Beklediğim yanıt, beklediğimden daha hevesle geldi.
Mahmut Bey; bu sürecin sadece resmi kurumlarla yürütülmesinin doğru olmadığını, bunu, EXPO ile ilgili her kişi ve kurumu yanlarına alarak, bir ekip çalışması halinde yürütmeyi arzu ettiklerini ve bunun için de gereken her girişimi, bizzat kendisinin yapacağının sözünü verdi.
ESBAŞ, Soyer ve Demirtaş
ESBAŞ yönetimi ile hafta başında randevulaşıp görüşeceğini ve hem ESBAŞ üyelerinin ne tür girişimlerde bulunabileceğini hem de EXPO Yürütme Komitesi olarak yapacakları seyahatlerde hangilerine davet edeceklerini konuşacaklar.

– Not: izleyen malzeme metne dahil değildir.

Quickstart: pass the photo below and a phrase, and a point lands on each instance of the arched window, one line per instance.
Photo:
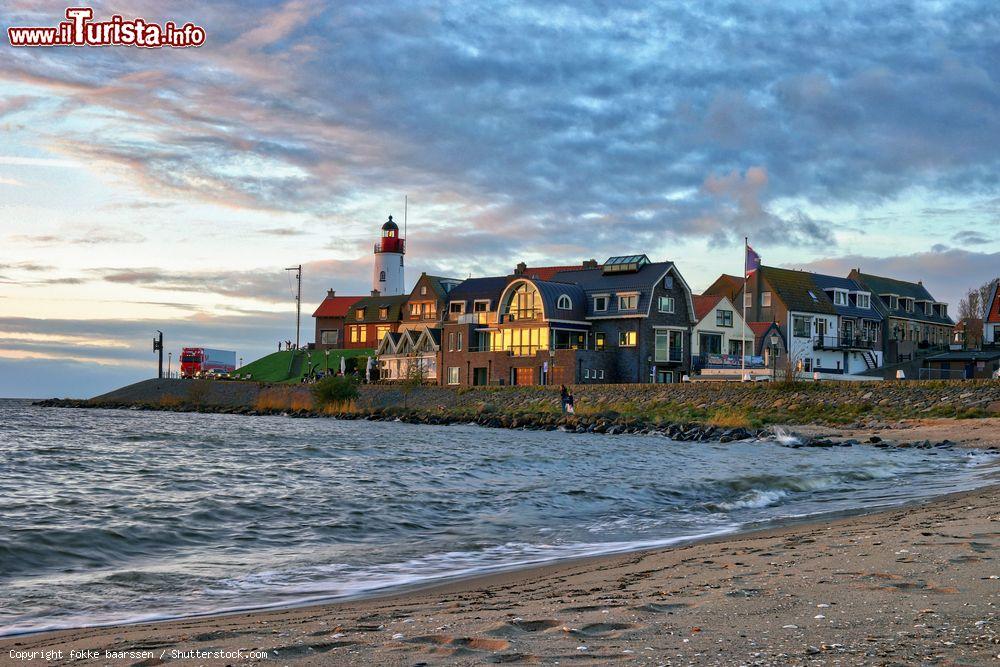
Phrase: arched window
(522, 303)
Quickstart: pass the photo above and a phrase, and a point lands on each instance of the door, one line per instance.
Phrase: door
(524, 376)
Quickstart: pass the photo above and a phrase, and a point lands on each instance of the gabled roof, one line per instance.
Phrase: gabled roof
(797, 290)
(595, 281)
(335, 306)
(704, 304)
(372, 304)
(991, 309)
(881, 285)
(479, 288)
(545, 272)
(826, 282)
(725, 285)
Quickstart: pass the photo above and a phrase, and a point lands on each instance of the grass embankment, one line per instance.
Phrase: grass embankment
(290, 366)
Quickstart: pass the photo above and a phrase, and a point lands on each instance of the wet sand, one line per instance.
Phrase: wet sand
(915, 585)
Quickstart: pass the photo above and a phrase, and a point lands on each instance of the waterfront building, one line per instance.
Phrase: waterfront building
(718, 334)
(832, 327)
(991, 317)
(914, 323)
(330, 317)
(627, 320)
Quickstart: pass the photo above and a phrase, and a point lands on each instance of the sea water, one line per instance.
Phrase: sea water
(113, 516)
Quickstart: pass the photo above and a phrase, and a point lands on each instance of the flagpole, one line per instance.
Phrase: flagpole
(743, 330)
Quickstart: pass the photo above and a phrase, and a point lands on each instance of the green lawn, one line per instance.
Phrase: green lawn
(281, 367)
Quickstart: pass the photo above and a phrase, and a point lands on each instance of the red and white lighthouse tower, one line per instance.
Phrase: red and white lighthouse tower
(387, 277)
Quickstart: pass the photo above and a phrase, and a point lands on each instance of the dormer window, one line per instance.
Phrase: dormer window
(628, 301)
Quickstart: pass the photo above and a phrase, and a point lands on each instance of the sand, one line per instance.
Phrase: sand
(914, 585)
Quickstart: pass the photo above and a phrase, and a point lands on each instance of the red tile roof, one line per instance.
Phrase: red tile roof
(704, 304)
(336, 306)
(548, 272)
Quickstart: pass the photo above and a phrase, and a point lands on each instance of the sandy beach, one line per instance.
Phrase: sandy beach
(913, 585)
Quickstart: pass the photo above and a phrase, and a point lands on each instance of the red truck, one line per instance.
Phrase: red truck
(197, 361)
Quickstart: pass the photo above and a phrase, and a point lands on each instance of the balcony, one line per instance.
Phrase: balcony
(844, 343)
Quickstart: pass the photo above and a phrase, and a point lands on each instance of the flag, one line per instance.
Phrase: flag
(752, 262)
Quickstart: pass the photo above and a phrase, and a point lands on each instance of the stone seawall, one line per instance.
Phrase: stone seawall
(723, 403)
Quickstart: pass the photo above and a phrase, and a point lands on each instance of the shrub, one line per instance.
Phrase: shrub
(335, 390)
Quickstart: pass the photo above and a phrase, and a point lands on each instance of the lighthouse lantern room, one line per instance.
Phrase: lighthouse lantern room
(388, 274)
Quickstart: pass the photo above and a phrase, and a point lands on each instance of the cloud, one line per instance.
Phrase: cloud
(947, 274)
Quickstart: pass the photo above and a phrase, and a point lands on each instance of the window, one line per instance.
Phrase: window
(628, 301)
(801, 326)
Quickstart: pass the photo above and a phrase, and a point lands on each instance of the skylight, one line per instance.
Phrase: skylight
(625, 263)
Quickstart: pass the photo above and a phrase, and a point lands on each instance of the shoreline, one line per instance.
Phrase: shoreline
(591, 600)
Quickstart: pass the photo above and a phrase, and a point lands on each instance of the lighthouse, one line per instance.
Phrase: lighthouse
(387, 277)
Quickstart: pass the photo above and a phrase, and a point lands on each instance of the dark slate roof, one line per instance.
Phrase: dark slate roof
(595, 281)
(371, 304)
(550, 292)
(479, 288)
(794, 287)
(880, 285)
(966, 355)
(825, 282)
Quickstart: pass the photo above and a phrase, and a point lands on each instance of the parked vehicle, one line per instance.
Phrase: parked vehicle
(199, 361)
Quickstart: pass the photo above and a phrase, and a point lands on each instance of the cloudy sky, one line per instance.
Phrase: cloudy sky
(168, 188)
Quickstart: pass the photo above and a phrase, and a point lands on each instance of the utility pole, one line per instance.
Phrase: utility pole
(298, 302)
(158, 347)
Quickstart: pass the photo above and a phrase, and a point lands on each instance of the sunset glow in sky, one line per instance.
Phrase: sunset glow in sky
(168, 188)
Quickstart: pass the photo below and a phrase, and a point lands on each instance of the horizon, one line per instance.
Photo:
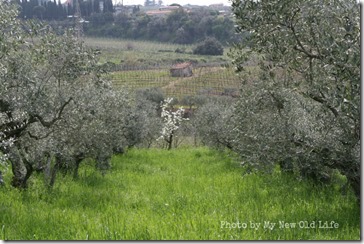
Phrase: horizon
(169, 2)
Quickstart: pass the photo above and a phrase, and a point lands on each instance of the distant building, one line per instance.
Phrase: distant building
(163, 10)
(181, 70)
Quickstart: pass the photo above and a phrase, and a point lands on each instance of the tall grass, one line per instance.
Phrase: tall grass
(182, 194)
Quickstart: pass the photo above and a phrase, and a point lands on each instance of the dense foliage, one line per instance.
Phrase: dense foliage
(304, 108)
(55, 108)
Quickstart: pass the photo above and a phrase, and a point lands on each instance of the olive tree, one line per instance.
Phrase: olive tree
(303, 108)
(55, 107)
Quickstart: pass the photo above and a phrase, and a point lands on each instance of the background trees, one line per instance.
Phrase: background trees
(304, 109)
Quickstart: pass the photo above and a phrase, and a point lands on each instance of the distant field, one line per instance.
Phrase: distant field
(141, 64)
(205, 81)
(131, 53)
(182, 194)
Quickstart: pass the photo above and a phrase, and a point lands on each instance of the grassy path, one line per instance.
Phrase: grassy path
(184, 194)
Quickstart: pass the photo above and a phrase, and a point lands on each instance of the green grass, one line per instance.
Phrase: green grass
(182, 194)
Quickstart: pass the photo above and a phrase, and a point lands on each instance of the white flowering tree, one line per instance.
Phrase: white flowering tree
(171, 122)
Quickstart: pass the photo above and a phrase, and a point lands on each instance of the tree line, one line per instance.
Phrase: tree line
(180, 26)
(55, 10)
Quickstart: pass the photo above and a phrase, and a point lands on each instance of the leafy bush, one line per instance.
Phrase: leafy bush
(304, 107)
(210, 46)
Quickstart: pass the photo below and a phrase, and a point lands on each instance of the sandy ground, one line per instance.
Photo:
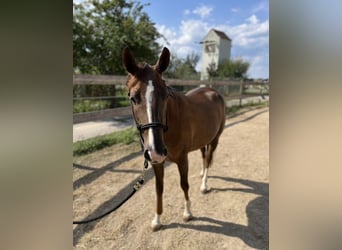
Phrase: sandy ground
(233, 215)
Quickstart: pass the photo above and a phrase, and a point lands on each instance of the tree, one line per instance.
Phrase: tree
(183, 68)
(101, 29)
(236, 69)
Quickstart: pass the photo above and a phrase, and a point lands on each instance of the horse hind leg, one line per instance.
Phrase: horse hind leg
(203, 151)
(207, 160)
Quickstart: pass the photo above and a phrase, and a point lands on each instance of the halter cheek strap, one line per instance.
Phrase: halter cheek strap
(142, 127)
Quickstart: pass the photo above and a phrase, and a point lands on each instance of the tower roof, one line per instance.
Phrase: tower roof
(219, 33)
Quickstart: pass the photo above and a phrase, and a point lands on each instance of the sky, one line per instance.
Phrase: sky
(185, 23)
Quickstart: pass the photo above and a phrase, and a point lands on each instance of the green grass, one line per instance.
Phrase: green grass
(131, 135)
(125, 136)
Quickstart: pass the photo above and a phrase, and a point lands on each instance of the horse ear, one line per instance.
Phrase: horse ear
(129, 61)
(163, 61)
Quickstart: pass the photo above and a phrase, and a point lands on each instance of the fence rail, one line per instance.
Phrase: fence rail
(121, 80)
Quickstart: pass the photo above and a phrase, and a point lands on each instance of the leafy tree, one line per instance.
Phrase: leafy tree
(183, 68)
(101, 29)
(236, 69)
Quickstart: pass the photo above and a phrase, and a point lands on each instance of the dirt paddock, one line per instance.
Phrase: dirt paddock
(233, 215)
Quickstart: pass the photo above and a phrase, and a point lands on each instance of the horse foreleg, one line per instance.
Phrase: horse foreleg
(207, 160)
(203, 151)
(183, 172)
(159, 176)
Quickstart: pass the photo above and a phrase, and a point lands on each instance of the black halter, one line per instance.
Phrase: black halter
(142, 127)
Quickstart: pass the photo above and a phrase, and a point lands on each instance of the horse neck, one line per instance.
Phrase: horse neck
(175, 106)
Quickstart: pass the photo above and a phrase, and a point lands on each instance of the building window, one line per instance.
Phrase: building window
(210, 48)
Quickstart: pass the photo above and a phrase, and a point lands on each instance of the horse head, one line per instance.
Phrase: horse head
(148, 94)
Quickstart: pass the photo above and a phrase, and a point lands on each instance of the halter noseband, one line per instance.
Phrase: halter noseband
(142, 128)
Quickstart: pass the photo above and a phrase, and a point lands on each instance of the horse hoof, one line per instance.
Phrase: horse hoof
(155, 227)
(187, 217)
(204, 190)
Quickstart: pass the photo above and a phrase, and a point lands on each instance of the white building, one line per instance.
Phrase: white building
(216, 47)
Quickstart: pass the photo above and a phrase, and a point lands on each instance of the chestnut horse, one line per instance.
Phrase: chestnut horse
(172, 124)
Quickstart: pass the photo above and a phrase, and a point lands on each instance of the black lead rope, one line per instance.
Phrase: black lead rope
(136, 187)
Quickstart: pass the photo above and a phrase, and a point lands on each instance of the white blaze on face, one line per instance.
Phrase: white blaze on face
(149, 96)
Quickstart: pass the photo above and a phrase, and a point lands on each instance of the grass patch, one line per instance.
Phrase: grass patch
(131, 135)
(125, 136)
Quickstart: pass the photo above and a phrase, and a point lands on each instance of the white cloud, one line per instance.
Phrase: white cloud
(253, 19)
(187, 39)
(249, 40)
(203, 11)
(187, 12)
(250, 34)
(261, 6)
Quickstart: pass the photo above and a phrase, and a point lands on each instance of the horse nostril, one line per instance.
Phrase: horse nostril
(147, 155)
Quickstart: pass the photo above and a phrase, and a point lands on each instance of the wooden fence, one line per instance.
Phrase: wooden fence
(222, 86)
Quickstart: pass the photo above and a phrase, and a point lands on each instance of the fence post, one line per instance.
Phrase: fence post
(241, 92)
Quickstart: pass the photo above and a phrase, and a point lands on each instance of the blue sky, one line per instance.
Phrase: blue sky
(185, 23)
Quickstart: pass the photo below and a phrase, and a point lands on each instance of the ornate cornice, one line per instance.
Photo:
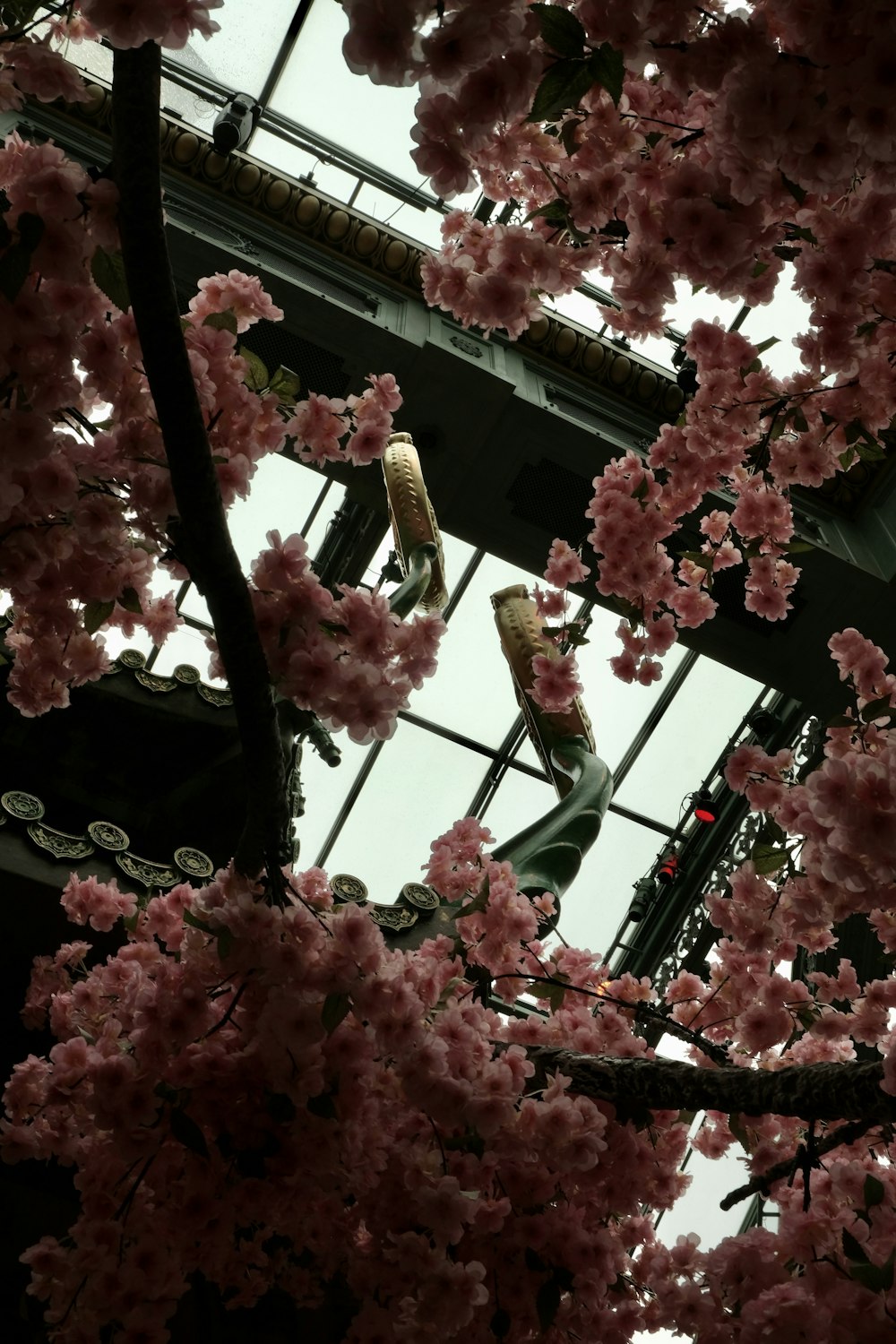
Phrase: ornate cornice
(185, 675)
(304, 212)
(187, 863)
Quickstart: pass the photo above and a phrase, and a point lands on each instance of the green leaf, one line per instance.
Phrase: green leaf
(767, 859)
(874, 1191)
(225, 943)
(335, 1008)
(876, 1279)
(771, 833)
(876, 710)
(798, 547)
(15, 263)
(608, 70)
(96, 613)
(554, 994)
(108, 271)
(131, 601)
(562, 89)
(500, 1324)
(222, 322)
(852, 1249)
(199, 924)
(257, 376)
(568, 137)
(187, 1132)
(805, 234)
(547, 1303)
(555, 211)
(280, 1107)
(559, 30)
(794, 188)
(285, 384)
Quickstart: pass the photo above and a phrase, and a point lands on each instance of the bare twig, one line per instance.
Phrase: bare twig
(201, 531)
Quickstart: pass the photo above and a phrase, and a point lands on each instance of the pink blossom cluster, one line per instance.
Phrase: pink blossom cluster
(346, 658)
(320, 422)
(228, 1037)
(171, 23)
(556, 677)
(196, 1069)
(489, 274)
(86, 511)
(727, 144)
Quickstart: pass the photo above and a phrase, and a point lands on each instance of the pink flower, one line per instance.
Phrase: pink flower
(556, 682)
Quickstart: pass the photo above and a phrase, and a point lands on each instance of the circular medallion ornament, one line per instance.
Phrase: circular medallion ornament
(346, 887)
(132, 658)
(108, 836)
(23, 806)
(185, 674)
(411, 515)
(394, 917)
(194, 862)
(418, 895)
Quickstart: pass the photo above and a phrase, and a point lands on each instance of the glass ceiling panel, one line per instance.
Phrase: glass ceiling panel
(688, 739)
(244, 51)
(616, 710)
(319, 90)
(417, 789)
(598, 900)
(282, 496)
(325, 788)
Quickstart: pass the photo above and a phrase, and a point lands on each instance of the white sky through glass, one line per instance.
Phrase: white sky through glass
(421, 781)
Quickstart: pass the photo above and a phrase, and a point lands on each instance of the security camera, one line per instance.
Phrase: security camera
(236, 123)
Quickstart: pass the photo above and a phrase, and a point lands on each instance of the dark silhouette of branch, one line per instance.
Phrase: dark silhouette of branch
(810, 1091)
(201, 532)
(763, 1183)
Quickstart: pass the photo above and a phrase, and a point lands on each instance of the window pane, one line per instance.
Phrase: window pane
(418, 787)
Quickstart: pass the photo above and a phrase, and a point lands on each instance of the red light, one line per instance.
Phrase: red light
(704, 808)
(668, 868)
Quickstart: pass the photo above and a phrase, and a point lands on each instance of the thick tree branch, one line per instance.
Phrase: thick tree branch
(812, 1091)
(203, 539)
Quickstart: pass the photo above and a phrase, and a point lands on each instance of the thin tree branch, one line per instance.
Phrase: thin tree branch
(201, 532)
(763, 1183)
(810, 1091)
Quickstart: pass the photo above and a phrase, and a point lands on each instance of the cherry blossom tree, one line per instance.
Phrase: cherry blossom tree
(654, 142)
(258, 1096)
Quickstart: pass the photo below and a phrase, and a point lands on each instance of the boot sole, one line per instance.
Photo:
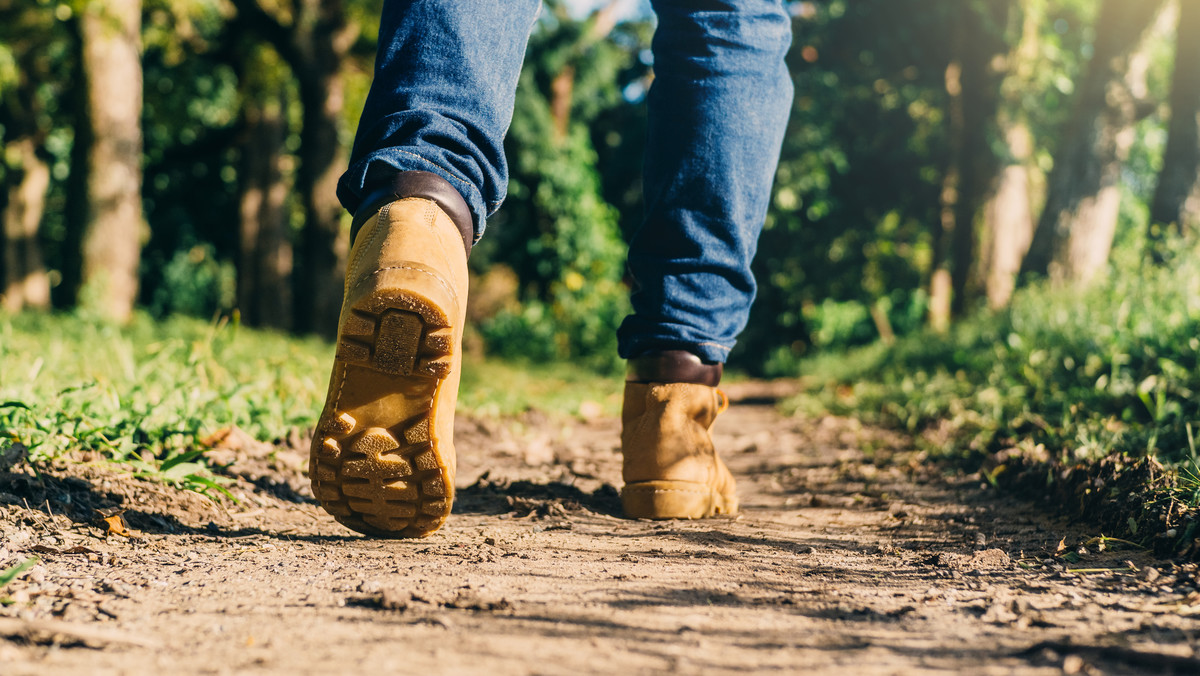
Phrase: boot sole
(675, 500)
(377, 465)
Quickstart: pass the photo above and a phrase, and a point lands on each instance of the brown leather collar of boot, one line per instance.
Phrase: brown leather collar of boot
(673, 366)
(427, 186)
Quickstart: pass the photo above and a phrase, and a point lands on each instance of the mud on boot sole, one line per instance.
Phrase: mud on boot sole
(376, 462)
(675, 500)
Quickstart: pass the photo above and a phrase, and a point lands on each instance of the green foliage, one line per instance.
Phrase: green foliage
(1087, 374)
(557, 231)
(147, 394)
(195, 282)
(11, 573)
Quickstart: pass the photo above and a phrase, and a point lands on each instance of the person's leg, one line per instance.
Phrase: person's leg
(718, 109)
(427, 168)
(442, 99)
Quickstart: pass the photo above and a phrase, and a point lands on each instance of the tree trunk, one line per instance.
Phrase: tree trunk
(970, 87)
(1177, 196)
(1074, 235)
(982, 43)
(940, 282)
(25, 282)
(1008, 216)
(264, 264)
(322, 42)
(112, 244)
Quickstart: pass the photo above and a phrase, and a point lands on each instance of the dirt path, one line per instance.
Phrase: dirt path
(851, 557)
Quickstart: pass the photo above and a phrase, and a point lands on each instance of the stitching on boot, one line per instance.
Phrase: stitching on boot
(439, 280)
(341, 384)
(653, 490)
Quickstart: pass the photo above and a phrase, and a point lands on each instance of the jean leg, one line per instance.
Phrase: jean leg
(718, 109)
(442, 99)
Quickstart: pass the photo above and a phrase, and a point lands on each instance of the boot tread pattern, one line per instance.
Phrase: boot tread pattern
(387, 480)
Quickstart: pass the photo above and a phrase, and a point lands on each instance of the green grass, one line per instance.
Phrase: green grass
(147, 393)
(1087, 378)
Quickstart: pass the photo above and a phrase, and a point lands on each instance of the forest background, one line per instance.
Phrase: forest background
(983, 229)
(180, 157)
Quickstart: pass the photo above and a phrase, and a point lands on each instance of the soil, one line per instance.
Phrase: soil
(855, 554)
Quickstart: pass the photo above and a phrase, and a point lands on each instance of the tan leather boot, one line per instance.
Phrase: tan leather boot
(671, 468)
(383, 459)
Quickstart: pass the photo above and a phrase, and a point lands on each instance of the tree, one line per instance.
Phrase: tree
(112, 244)
(1177, 196)
(25, 66)
(265, 255)
(971, 83)
(315, 39)
(1008, 215)
(1074, 234)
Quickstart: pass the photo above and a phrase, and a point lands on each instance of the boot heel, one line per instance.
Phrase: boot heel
(673, 500)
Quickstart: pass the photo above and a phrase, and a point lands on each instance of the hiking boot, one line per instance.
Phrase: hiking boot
(382, 459)
(671, 468)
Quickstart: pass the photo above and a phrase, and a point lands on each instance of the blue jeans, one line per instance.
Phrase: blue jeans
(442, 101)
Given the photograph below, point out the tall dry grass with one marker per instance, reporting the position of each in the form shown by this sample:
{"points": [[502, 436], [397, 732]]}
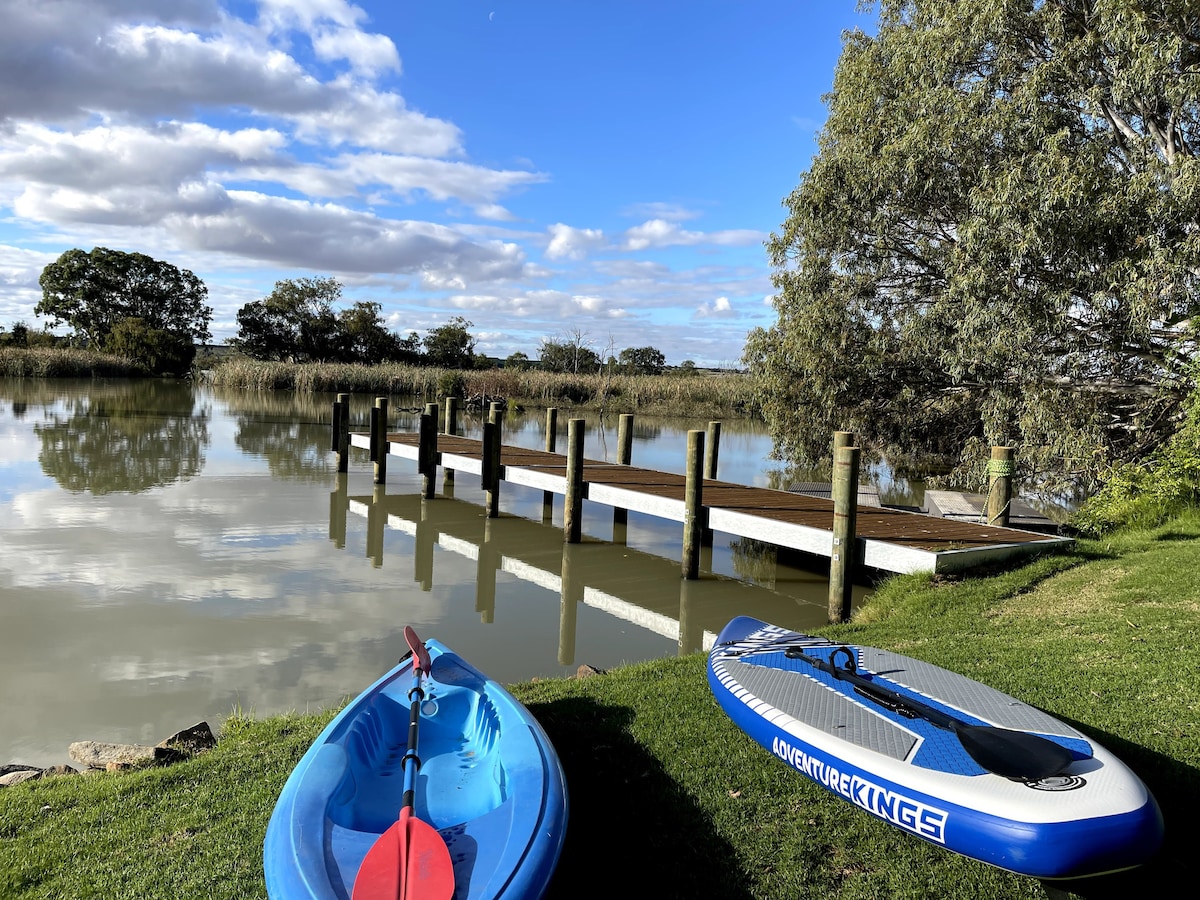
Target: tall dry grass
{"points": [[703, 394], [65, 363]]}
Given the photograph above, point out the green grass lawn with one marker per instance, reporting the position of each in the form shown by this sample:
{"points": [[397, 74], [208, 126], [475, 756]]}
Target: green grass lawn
{"points": [[670, 799]]}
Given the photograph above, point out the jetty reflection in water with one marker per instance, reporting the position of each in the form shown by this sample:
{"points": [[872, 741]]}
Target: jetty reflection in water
{"points": [[622, 582], [167, 558]]}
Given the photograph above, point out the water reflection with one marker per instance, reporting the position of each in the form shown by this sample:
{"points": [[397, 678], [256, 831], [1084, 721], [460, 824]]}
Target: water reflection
{"points": [[172, 552], [108, 439], [639, 588]]}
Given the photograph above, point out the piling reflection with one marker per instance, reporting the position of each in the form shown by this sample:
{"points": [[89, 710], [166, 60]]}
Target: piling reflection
{"points": [[640, 588]]}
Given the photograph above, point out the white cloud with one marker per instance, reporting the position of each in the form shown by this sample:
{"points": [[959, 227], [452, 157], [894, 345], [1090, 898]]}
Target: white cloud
{"points": [[660, 233], [720, 309], [670, 211], [567, 243]]}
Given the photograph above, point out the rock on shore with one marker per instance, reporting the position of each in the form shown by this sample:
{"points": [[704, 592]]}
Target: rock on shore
{"points": [[103, 756]]}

Egekoop Başkanı Hüseyin Aslan, Mimarlar Odası İzmir Şubesi Başkanı Hasan Topal, Kent Konseyi Sözcüsü Yakup Öztürk, İzmir'deki Fahri Konsoloslar da Özgener'in önümüzdeki hafta görüşmek üzere harekete geçeceği isimlerden bazıları.
EXPO 2015 Komitesi'nde Genel Sekreterliği yürüten ve bugün Seferihisar Belediye Başkanı olan Tunç Soyer'in tecrübesi ise, hiçbir kişi ve kuruma değişilmeyecek değerde.
Nitekim; Özgener'den sevinerek öğreniyoruz ki; Tunç Soyer, bütün bu süreçte ve tüm seyahatlerde komitenin içinde yer alacak. Ve her ne kadar Yürütme Komitesi içinde üye olarak yer almasa da, EXPO'yu sadece İzmir değil, Türkiye gündemine ilk taşıyan İzmir Ticaret Odası ve Başkanı Ekrem Demirtaş.
Demirtaş'ın ve İTO'nun, bilgi ve deneyimlerini bu süreçte kesinlikle esirgememesi gerekiyor.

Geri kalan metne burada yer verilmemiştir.